Une des premières startups créées a été celle de Pier-Vincenzo Piazza, Aelis Farma, qui développe une nouvelle classe de médicaments pour le système nerveux central, découverte à Magendie. Motac est une startup créée par Erwan Bézard, spécialisée dans les études sur les maladies neurodégénératives au niveau comportemental. Elle a un pied à Bordeaux, un autre en Angleterre et un dernier en Chine ; l'entreprise est le leader mondial des études neurodégénératives chez les primates. D'autres spin-off sont très actives dans le développement des nouvelles technologies d'imagerie de l'infiniment petit. Une autre société d'e-technologie est en train de se créer, cette fois à l'intérieur du CHU de Bordeaux. Ainsi, les chercheurs se sont professionnalisés et aujourd'hui Neurocampus attirent des profils qui ont cette double compétence. Ils permettent de faire un pont entre la recherche et les industriels.

Du pôle universitaire au pôle économique

Cette montée en puissance a aussi été possible grâce à la grande taille du campus Carreire, qui regroupe des expertises de pointes dans différents domaines. Ce qui permet aujourd'hui de travailler sur l'infiniment petit en passant par la recherche fondamentale jusqu'au malade.

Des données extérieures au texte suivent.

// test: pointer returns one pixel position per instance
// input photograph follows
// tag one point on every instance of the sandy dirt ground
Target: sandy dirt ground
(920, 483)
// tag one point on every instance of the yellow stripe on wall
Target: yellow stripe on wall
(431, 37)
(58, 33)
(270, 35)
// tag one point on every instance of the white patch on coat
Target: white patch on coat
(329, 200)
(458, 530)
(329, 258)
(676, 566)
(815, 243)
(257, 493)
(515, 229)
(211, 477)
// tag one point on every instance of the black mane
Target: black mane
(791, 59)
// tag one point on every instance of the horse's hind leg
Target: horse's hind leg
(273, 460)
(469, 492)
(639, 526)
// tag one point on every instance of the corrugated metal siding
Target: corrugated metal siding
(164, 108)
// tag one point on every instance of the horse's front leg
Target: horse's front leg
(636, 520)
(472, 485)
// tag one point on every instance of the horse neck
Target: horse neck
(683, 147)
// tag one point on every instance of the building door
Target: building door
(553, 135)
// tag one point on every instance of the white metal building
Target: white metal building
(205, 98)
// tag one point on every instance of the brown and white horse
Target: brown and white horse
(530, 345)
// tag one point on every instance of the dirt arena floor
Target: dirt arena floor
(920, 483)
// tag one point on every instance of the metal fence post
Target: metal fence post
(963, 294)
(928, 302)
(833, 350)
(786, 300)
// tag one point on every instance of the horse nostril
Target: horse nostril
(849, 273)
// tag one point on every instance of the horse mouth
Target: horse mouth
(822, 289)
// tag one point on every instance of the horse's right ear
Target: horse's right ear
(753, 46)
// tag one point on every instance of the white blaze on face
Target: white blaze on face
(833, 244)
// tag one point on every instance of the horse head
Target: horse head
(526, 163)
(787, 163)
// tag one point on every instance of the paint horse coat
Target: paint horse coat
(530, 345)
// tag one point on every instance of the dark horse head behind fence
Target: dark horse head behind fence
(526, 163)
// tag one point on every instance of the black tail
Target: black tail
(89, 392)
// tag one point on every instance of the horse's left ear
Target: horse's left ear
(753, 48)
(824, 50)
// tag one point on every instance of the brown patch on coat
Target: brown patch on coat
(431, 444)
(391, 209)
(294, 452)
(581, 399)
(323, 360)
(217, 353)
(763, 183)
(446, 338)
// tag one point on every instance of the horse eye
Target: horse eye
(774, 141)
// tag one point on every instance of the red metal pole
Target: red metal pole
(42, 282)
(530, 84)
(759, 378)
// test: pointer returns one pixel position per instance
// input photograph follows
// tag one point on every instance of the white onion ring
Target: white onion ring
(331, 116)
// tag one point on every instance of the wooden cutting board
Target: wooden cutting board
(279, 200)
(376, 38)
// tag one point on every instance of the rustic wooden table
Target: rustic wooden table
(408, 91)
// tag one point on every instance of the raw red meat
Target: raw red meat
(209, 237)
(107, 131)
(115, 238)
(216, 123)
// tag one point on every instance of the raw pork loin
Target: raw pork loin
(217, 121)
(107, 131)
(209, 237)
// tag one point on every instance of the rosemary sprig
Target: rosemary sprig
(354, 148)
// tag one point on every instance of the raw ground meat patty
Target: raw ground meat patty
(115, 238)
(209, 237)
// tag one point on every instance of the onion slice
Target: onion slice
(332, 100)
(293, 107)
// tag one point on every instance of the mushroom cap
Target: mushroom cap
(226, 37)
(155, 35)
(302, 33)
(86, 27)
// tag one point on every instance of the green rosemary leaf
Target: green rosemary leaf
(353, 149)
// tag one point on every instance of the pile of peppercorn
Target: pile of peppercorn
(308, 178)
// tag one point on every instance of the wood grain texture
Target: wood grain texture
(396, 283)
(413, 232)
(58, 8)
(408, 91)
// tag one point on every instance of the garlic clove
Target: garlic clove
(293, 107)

La proximité du CHU de Bordeaux permet cela. L'université de Bordeaux a d'autres atouts : les organismes de tutelles intégrés sur le site tels que l'Inserm (l'Institut national de la santé et de la recherche médicale), le CNRS (Centre national de la recherche scientifique) ou encore l'Inra (l'Institut national de la recherche agronomique), qui complètent l'excellence.

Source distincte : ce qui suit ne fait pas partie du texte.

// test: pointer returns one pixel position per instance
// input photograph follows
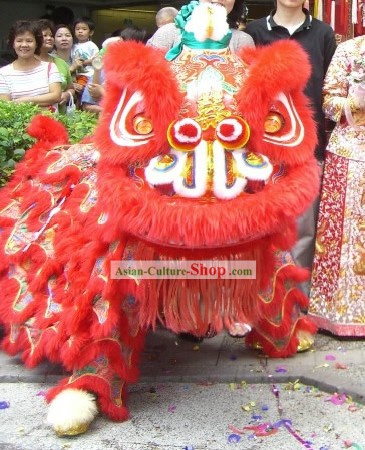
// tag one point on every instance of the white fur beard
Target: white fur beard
(208, 21)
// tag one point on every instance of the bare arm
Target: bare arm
(5, 97)
(53, 96)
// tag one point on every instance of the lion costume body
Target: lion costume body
(187, 163)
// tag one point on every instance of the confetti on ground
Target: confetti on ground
(336, 399)
(233, 438)
(263, 429)
(341, 366)
(249, 406)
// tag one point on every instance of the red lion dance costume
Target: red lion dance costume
(209, 157)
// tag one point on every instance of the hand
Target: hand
(78, 87)
(96, 91)
(357, 94)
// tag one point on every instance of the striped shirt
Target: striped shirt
(29, 83)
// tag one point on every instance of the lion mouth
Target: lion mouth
(208, 172)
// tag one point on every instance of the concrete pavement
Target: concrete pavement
(202, 396)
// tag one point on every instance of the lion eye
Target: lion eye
(184, 134)
(274, 122)
(142, 125)
(233, 132)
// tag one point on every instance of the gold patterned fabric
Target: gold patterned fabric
(337, 301)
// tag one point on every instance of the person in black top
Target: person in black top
(290, 20)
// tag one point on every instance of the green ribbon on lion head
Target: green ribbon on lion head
(188, 38)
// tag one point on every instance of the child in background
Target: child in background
(94, 91)
(85, 50)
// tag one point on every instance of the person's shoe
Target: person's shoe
(190, 338)
(239, 329)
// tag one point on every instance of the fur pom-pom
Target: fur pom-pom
(71, 412)
(47, 129)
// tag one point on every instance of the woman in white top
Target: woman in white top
(168, 36)
(28, 79)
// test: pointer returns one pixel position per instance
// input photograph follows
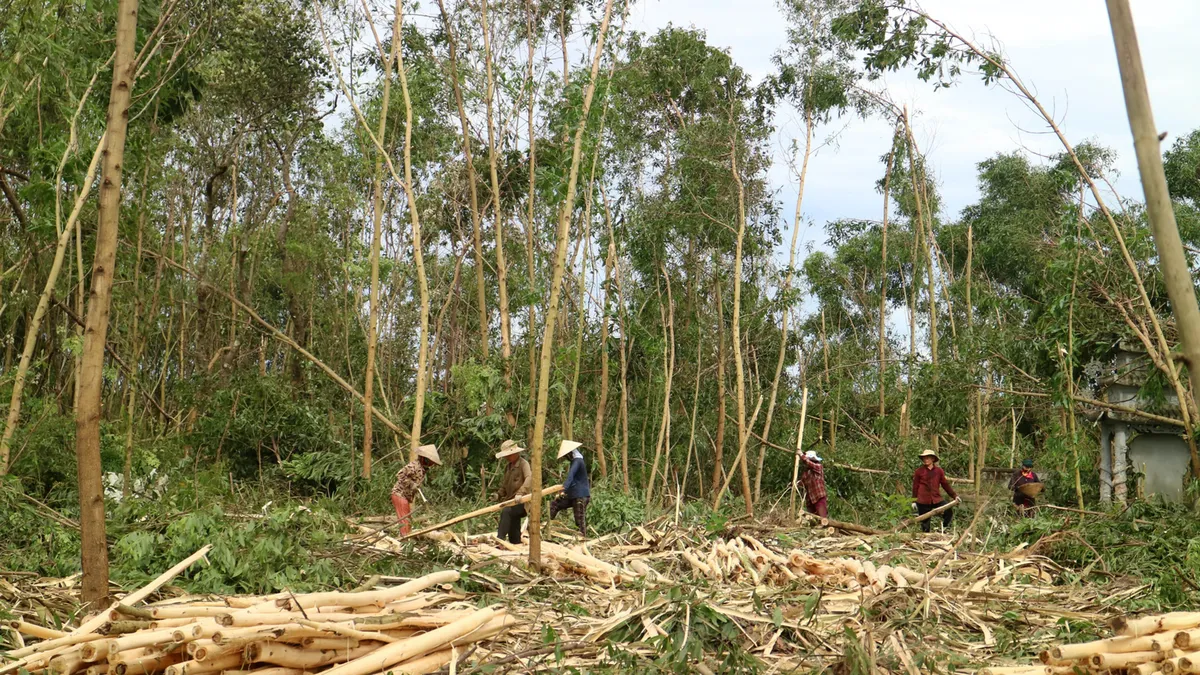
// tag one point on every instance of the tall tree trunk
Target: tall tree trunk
(603, 399)
(131, 378)
(691, 432)
(664, 441)
(1161, 211)
(738, 366)
(883, 285)
(623, 344)
(502, 268)
(94, 544)
(531, 264)
(719, 441)
(783, 321)
(468, 161)
(927, 228)
(414, 216)
(556, 285)
(43, 303)
(376, 244)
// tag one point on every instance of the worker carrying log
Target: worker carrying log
(928, 483)
(576, 489)
(1025, 487)
(517, 481)
(408, 482)
(815, 496)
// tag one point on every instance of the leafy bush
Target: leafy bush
(612, 511)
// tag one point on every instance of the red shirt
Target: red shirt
(925, 483)
(814, 481)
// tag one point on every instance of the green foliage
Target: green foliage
(612, 511)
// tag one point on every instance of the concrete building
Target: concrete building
(1133, 444)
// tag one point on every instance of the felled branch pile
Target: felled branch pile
(408, 628)
(1165, 644)
(558, 561)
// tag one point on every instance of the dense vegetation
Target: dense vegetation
(276, 338)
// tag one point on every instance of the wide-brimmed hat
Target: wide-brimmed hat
(567, 447)
(430, 452)
(509, 447)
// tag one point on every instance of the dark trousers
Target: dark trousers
(577, 505)
(947, 515)
(510, 524)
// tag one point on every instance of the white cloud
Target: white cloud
(1061, 48)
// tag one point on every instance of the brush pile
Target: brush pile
(1151, 645)
(408, 628)
(795, 598)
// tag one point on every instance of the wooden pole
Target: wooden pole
(799, 442)
(484, 511)
(1159, 209)
(928, 515)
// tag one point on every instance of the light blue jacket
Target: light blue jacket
(577, 484)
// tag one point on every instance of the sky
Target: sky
(1062, 49)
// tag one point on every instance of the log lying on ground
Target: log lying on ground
(399, 629)
(1143, 646)
(477, 513)
(840, 525)
(910, 521)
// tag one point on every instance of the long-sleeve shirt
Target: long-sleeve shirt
(925, 483)
(577, 483)
(408, 479)
(814, 481)
(1019, 479)
(517, 479)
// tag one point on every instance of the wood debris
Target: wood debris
(910, 601)
(417, 627)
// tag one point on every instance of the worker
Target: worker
(928, 483)
(517, 481)
(408, 483)
(1024, 476)
(815, 496)
(576, 489)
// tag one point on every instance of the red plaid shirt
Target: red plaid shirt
(928, 483)
(814, 481)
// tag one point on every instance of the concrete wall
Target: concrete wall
(1163, 459)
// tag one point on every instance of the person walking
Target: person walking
(408, 483)
(928, 483)
(517, 481)
(815, 496)
(1024, 476)
(576, 488)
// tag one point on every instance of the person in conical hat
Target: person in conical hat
(928, 483)
(517, 481)
(1023, 476)
(576, 488)
(815, 496)
(408, 482)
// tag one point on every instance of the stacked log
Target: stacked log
(400, 629)
(1151, 645)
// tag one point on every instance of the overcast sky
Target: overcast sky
(1061, 48)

"Nous avons appris non seulement à faire de la recherche de base, mais aussi tout le développement pour, par exemple, faire un médicament, précise Pier-Vincenzo Piazza. C'est un savoir-faire autour de la valorisation. Aujourd'hui nous faisons de la recherche de base d'excellente qualité et on commence à savoir faire du transfert de technologies d'excellente facture."

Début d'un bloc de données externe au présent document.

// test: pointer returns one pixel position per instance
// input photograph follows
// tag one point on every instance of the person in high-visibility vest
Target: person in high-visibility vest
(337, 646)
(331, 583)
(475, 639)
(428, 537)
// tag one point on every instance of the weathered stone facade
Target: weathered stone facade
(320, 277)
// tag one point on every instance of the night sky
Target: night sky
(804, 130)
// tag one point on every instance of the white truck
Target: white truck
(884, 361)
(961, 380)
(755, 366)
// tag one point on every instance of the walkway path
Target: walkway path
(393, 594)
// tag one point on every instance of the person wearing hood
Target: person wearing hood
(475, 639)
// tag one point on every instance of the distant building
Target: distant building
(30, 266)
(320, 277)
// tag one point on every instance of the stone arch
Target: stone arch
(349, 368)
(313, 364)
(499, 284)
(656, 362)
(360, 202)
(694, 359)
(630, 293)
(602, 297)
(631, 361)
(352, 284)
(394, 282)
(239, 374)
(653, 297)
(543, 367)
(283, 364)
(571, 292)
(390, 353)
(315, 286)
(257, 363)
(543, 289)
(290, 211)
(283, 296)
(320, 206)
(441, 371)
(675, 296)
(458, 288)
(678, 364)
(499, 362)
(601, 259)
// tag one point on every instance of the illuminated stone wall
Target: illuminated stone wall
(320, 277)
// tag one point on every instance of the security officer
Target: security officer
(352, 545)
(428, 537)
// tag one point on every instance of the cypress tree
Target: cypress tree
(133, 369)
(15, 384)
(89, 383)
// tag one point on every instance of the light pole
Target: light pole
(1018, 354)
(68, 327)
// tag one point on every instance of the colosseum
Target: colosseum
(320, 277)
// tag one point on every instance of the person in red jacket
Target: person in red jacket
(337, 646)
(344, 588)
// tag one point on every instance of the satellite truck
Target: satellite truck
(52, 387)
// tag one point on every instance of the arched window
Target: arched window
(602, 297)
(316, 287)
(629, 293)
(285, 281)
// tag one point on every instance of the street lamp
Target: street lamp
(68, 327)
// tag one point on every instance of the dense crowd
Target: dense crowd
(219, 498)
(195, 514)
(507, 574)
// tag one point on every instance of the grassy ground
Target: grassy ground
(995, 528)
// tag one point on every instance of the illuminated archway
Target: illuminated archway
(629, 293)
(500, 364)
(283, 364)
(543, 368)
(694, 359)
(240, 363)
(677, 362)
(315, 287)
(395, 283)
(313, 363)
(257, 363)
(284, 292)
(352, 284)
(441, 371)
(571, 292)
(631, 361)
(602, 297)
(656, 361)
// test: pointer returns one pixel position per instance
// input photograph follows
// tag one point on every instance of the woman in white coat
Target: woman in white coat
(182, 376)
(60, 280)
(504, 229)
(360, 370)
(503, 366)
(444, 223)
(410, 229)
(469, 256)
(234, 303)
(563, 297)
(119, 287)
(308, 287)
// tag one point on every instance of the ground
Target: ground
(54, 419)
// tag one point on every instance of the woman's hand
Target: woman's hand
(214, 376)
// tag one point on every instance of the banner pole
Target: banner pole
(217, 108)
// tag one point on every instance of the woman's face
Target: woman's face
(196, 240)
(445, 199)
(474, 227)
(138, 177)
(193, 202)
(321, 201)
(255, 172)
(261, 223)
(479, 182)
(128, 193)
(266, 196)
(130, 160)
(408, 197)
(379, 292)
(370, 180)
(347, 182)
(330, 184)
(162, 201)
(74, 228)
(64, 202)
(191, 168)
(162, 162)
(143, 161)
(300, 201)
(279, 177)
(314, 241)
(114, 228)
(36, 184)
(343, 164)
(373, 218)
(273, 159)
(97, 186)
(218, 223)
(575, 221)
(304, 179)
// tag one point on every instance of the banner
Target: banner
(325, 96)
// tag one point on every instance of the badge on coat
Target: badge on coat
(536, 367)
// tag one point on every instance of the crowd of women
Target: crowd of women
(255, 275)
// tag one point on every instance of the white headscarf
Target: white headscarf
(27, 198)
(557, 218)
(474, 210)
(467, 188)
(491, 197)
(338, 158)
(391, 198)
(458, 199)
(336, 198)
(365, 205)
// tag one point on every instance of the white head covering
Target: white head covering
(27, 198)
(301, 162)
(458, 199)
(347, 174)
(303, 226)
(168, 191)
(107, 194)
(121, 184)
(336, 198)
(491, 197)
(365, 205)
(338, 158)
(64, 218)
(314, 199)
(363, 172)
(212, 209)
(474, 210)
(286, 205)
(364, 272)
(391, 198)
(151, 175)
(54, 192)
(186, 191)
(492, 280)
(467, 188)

Aujourd'hui Neurocampus dispose d'un budget de fonctionnement annuel de 30 millions d'euros.

Et comme le fleuron attire le fleuron, Neurocampus vient de signer un partenariat avec Leica Microsystems, la plus grande société de microscopie au monde. Daniel Choquet est le premier ravi de telles attentions :

"Autre exemple : nous organisons un colloque Frontières en neurophotonique dans trois semaines, spécialisé autour de l'imagerie et des neurosciences. Et je n'ai jamais vu ça en vingt ans à Bordeaux : on en est à refuser des sponsors ! Je crois que c'est un autre signe de l'attractivité de Bordeaux."

Cette synergie des disciplines, des investissements et l'intégration de l'économie permettent aujourd'hui à Neurocampus de se targuer d'être le seul neurocentre de cette envergure au niveau national.